Openwall GNU/*/Linux - a small security-enhanced Linux distro for servers
[<prev] [next>] [<thread-prev] [thread-next>] [day] [month] [year] [list]
Date: Mon, 14 Apr 2014 20:42:04 +0400
From: Aleksey Cherepanov <lyosha@...nwall.com>
To: john-dev@...ts.openwall.com
Subject: Re: proof of concept converter of rexgen-like syntax into
 john rules

On Sun, Mar 23, 2014 at 12:17:05PM +0100, magnum wrote:
> On 2014-03-22 22:13, Aleksey Cherepanov wrote:
> >I think rexgen-like syntax could be a part of rules and performed at
> >preprocessor level like []. For instance
> 
> This would only work for trivial regexes, a complicated one would produce
> too many rules. I'd still want a pure regexp mode.
> 
> Anyways, your script is something we could supply with Jumbo almost as-is. A
> "rule generator script" is probably what many people need, including Nima.
> Just add a shebang line, license blurb, brief docs and wrap "while ($rule =
> <>)" around the lot and I think we're set.

I am sorry for the delay.

I've implemented all missing features except -i option.

I did not test things well.
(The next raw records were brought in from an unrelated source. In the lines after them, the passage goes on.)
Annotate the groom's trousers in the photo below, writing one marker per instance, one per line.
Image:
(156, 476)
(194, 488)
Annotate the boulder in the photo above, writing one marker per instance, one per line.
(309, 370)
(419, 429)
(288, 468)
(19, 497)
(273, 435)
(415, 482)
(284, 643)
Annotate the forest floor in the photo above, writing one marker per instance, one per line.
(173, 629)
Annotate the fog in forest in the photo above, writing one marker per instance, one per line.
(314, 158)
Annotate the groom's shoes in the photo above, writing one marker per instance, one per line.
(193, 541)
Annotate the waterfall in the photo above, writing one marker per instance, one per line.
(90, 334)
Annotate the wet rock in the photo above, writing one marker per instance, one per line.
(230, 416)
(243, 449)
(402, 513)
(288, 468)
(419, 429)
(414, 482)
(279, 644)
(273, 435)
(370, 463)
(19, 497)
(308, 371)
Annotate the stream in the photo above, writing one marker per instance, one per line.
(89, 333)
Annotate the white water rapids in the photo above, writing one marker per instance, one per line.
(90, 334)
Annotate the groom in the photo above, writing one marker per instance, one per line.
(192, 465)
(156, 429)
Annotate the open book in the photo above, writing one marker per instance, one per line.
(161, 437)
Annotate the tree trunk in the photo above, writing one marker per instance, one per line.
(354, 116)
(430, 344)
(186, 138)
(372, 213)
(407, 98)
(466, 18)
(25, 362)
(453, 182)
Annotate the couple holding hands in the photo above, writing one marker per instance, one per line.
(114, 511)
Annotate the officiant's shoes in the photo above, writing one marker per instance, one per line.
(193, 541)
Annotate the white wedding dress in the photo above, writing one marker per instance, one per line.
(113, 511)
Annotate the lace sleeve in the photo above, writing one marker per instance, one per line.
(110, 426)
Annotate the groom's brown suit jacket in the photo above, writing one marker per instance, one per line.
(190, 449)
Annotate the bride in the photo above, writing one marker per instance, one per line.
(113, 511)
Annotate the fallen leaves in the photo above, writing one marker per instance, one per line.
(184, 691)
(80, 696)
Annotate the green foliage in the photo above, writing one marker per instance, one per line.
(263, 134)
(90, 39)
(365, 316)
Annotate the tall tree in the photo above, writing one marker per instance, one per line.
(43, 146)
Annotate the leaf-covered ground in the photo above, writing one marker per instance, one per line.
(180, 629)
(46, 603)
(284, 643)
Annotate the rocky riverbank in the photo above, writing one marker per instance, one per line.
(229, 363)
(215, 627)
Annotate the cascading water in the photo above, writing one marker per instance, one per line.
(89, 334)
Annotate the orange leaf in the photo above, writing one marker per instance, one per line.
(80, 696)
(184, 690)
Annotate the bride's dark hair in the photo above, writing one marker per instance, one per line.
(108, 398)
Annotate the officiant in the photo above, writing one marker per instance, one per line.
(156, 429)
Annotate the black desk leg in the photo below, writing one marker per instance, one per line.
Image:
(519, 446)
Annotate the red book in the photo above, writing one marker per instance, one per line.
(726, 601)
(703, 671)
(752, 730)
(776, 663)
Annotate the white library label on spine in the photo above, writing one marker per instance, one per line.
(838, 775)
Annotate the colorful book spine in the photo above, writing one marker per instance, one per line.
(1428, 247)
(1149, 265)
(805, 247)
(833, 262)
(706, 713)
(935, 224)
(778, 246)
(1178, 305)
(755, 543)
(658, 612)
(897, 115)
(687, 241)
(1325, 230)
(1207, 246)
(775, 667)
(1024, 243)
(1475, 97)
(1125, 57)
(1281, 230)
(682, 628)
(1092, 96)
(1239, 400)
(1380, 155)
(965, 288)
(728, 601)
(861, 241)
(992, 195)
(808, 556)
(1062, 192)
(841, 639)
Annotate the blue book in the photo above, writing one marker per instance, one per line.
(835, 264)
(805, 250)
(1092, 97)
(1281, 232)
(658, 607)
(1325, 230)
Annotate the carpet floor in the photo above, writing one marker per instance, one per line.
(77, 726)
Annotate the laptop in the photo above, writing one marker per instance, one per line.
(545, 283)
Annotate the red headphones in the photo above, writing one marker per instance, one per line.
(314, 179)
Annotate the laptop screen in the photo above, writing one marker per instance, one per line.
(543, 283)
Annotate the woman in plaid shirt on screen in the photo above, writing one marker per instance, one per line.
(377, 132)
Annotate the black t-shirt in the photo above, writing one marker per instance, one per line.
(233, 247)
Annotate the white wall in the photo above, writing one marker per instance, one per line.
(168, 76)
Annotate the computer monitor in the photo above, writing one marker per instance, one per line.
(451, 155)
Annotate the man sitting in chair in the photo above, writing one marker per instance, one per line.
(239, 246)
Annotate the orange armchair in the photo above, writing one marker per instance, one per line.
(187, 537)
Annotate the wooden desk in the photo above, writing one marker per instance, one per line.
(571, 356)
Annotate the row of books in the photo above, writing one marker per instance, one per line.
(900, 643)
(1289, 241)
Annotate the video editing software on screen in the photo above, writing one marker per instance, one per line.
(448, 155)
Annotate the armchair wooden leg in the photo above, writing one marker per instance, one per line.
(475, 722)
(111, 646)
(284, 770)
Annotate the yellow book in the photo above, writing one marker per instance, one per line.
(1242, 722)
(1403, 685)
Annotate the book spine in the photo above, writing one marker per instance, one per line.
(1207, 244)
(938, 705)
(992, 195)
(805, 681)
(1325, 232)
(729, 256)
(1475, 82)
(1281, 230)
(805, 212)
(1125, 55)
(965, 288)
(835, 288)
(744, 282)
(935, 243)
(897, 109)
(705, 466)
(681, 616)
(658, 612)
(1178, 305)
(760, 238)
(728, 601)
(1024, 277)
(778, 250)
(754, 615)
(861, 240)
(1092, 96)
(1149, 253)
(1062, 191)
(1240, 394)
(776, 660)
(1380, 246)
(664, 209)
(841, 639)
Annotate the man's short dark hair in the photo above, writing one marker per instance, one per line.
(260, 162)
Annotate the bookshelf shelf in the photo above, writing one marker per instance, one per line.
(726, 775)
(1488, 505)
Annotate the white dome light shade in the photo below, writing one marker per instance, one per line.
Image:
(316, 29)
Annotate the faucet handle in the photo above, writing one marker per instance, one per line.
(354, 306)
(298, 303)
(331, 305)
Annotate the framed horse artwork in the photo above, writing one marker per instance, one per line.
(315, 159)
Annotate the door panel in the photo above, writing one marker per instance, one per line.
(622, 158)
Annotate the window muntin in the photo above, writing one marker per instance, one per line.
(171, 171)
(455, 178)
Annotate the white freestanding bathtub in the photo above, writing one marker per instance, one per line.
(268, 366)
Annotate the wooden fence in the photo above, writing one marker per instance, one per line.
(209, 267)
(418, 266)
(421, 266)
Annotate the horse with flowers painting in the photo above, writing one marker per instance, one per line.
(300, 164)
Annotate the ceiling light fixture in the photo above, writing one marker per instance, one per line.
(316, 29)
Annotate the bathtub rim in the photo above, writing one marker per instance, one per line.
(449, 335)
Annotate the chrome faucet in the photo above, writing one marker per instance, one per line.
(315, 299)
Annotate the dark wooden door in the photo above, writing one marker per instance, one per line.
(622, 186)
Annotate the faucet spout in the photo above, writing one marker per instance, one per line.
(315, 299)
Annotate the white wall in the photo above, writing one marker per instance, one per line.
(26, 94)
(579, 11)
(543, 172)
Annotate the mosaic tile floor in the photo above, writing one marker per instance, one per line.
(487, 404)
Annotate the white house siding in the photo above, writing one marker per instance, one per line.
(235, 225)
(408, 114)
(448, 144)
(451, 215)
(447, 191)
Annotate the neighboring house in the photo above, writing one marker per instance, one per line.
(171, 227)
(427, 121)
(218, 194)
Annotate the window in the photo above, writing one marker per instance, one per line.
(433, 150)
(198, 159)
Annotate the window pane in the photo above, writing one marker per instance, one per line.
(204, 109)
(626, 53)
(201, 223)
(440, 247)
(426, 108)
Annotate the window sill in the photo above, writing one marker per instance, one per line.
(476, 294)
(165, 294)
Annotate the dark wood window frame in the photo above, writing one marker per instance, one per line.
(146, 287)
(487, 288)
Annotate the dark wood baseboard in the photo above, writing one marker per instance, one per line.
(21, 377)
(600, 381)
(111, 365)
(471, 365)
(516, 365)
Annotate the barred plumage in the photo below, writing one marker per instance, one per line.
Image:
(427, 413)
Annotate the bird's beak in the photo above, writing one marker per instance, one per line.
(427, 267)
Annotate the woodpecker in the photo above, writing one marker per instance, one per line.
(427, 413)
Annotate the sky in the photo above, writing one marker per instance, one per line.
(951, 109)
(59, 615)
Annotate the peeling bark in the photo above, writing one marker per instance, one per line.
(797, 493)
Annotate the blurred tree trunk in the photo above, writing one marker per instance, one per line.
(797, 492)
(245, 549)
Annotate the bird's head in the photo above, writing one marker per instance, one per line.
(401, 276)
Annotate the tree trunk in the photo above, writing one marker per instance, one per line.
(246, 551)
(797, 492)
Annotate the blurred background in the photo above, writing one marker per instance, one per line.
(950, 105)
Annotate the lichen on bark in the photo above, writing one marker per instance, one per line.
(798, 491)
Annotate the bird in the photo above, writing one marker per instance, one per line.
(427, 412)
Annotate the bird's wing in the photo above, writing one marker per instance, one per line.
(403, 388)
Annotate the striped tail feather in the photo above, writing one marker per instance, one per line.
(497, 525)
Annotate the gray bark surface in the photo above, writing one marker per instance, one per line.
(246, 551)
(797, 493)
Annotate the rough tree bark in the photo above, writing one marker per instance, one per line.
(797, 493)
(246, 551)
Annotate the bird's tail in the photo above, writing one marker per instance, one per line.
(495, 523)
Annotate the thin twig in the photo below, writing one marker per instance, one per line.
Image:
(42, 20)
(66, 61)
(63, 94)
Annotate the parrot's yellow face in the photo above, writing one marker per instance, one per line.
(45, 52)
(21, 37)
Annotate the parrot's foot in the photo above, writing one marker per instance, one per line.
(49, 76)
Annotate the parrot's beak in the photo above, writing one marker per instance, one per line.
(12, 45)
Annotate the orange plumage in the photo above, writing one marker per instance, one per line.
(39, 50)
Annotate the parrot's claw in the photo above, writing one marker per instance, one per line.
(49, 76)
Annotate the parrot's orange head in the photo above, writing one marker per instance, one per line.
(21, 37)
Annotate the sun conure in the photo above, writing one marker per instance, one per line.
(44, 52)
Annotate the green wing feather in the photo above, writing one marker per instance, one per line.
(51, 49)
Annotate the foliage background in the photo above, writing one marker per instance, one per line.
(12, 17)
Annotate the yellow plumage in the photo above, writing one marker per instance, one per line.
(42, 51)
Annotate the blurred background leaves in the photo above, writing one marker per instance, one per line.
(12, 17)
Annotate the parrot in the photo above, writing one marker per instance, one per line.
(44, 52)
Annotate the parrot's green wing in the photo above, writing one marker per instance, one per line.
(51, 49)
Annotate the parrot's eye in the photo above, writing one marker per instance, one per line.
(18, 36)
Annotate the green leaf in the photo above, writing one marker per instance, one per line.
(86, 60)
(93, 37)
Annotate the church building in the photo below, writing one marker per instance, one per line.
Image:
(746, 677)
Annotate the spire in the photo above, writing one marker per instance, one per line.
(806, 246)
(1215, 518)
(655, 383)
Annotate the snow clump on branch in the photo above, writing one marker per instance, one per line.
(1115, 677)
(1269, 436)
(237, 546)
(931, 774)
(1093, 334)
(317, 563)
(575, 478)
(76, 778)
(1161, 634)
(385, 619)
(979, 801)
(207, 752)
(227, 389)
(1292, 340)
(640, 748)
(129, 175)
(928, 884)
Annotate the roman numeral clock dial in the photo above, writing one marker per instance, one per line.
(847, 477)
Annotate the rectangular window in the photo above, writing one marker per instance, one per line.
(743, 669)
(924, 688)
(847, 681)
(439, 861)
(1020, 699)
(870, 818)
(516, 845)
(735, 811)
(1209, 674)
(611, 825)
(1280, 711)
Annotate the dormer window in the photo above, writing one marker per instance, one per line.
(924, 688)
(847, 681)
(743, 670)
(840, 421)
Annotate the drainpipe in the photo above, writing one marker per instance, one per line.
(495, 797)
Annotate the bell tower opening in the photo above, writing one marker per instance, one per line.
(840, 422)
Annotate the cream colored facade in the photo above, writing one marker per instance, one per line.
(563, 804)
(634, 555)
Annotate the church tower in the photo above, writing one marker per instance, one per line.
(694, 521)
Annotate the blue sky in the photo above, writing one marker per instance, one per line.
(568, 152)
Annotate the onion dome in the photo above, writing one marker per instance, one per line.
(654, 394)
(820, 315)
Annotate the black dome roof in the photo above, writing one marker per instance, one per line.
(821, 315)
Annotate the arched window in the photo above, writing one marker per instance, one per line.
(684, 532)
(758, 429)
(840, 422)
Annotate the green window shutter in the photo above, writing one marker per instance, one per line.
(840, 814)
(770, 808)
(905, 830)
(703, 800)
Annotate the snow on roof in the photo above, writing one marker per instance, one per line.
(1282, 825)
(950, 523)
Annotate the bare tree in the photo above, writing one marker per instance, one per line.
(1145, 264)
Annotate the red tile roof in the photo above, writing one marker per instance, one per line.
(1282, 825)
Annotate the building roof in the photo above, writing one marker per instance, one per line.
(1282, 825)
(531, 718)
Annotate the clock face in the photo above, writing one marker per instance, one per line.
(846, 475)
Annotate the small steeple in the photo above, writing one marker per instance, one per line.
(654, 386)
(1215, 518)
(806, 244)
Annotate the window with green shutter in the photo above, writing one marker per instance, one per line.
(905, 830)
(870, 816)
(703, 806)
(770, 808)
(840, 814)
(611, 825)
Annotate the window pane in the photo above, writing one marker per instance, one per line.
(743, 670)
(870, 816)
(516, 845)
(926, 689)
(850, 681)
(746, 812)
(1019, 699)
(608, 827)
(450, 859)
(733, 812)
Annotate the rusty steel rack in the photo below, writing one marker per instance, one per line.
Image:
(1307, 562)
Tests are still TODO. Also I'd like to
improve interface and add other whistles like named groups and
relative back refs.

We could try to add support for infinite quantifiers (like +) and
recursion with global length limit: a+b+ with limit 3 is ab, aab, abb.

I get all rules from command line instead of 'while ($rule = <>)'.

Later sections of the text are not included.